Резкие крики стояли над толпой. Рабочие спорили, кричали, ругались. Каталя — симбирские мужики, все богатыри, как на подбор, стеной стояли перед будкой, загораживая проход.
— Выручай, братцы, нынче нас прижали, завтра вас…
— Правильно. Вместе надо действовать.
— Как это вместе? Каталя не рабочие. Волга замерзнет, они все домой уедут. На печке спины греть будут. Их дело особое. Они мужики…
— А ты из мужиков давно ли? Две зимы проработал и уже нос гнешь?
— Правильно, вместе надо. Поддерживай, ребята.
— Забастовку объявить! крикнул чей-то молодой голос в средине толпы, — если дадим наступить себе на ногу, нас заедят. Рабочий за рабочего должен горой стоять. Все мы из одной конуры, все одним миром мазаны. Разве теперь время разбирать, что каталя зимой делают?
Толпа примолкла. Кто это говорит? Маша поднялась на цыпочки, глянула через головы.
— Ой, батюшки! Это ведь Федор Лысяков. Что с ним такое стало?
— К конторе! К конторе!.. — зашумела толпа.
И не через будку, а через ворота всей толпой, шумной, возбужденной пошли к конторе.

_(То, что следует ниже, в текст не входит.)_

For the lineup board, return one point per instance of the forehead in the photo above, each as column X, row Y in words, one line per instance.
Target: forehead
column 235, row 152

Шли, поднимая пыль, решительные. Впереди каталя и с ними Федор. Загорелась любопытством Маша и тоже вперед пробралась. Сердце у ней забилось, руки и ноги странно загудели…
Из-за корпусов еще показались рабочие — ночная смена, слились с толпой, пошли вместе. И суровой молчаливой массой подошли к конторе. А там уже их ждали. Коренастый помощник управляющего стоял на крыльце. Черный, как жук, злой. Только толпа сгрудилась, он резко закричал:
— Бунт затеяли? Или забыли прошлое? Сейчас же на места! Табельщики, идите по мастерским и записывайте, кого нет на работе. Потом мы поговорим с теми. А вы, — резко сказал он, обращаясь к толпе, марш на работу.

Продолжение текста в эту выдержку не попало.